The Palestinian Authority is suffering from a financial crisis which is close to a "breaking point", the UN Special Coordinator for the Middle East Peace Process has warned.

"Donor support, including direct budget support, continues its multi-year decline. Estimates suggest that the PA will have a 2021 budget deficit of around $800 million. This would nearly double the 2020 gap," Tor Wennesland told the UN Security Council yesterday. "The PA's borrowing capacity with the banks has been exhausted."

 

The UN official drew the council's attention to the financial situation that the UN Relief and Works Agency for Palestine Refugees (UNRWA) finds itself in. Although the agency is "indispensable for regional stability", Wennesland said that it "must have the necessary resources to fulfil its mandate". Instead, it has an ongoing budget shortfall.

 

UNRWA depends almost entirely on voluntary donations from UN member states.

 

The PA's income has also been hit by Israel deducting some of the tax revenues it collects on behalf of the authority, which it says was used to pay stipends to the families of martyrs and prisoners who "committed terror attacks" against the occupation.

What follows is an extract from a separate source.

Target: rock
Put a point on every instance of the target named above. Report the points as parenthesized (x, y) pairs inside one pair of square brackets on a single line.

This, said Wennesland, adds to the PA's financial woes.

 

The UN Special Coordinator then took the opportunity in front of the Security Council to raise concerns regarding Israel's E1 project, which includes the construction of thousands of illegal settlement units on large areas of Palestinian territory for the purpose of linking the Ma'ale Adumim settlement bloc to occupied Jerusalem. "This will sever the connection between the northern and southern West Bank, significantly undermining the chances for establishing a viable and contiguous Palestinian state as part of a negotiated two-state solution," he pointed out.

 

The UN official reminded the council that all settlements are illegal under international law and "remain a substantial obstacle to peace." Nevertheless, around 650,000 Israelis live in 164 settlements and 124 outposts scattered across the occupied West Bank and Al-Quds.